Decorations can be simple, elaborate, funny; they might be trendy, referencing the latest movie that’s popular with students, or tied to a teacher’s favorite things.

Keep it friendly. While it can be turned into a contest between room parents, the Southland PTO prefers to avoid the competitive aspect.

Measure everything first. Don’t forget to note the position of the doorknob and window! In some cases, safety codes might require that the window be kept clear.

Make the door cover in advance. Lay your paper base flat on the floor or on a large table, then glue and tape all decorations into place. That way, it only takes a moment to attach it to the actual door.

Use wide tape to secure the paper to your door. Taping at top, bottom, and a couple of spots along the sides is usually good enough, along with some reinforcement near the knob. (Ask your school’s janitor or office staff what kind of tape they prefer—clear packing tape or painter’s tape, for example.)
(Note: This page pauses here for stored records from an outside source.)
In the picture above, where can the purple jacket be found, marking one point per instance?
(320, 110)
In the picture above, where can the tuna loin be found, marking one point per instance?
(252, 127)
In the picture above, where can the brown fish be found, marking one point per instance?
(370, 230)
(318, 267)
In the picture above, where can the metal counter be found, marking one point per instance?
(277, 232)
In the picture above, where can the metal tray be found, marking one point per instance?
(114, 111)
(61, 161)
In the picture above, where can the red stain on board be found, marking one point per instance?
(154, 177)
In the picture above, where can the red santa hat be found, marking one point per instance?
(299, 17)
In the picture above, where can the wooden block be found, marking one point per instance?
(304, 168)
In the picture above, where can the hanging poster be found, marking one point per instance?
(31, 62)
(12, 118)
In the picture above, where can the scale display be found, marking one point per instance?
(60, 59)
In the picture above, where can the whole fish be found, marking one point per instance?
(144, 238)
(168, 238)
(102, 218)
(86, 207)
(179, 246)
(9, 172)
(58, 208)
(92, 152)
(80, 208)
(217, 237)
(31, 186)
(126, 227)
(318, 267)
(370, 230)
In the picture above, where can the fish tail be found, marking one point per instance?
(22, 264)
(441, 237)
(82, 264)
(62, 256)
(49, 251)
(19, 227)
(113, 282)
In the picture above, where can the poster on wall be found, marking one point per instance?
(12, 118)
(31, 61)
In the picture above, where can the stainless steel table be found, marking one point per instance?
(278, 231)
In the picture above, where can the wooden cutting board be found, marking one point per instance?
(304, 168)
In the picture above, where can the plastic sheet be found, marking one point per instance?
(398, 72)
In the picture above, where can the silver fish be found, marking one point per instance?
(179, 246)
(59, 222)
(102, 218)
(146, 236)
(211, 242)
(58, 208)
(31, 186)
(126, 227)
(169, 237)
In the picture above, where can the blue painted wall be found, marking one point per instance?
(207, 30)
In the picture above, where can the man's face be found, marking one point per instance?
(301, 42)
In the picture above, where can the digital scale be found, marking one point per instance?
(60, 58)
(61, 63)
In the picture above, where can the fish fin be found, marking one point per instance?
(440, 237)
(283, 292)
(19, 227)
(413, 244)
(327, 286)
Choose decorations that are not too heavy, or make replicas with lighter materials. If you’re using candy in your door theme, ask students to “empty” the candy packages first—this is a job they’ll be happy to help with!

Almost any door decorating idea can be done as a poster instead. If your district has stricter fire codes and won’t allow an entire door to be covered in paper, a poster is a good alternative. The Southland PTO has done posters some years, which the teachers love because they can use them the next year as a classroom wall hanging.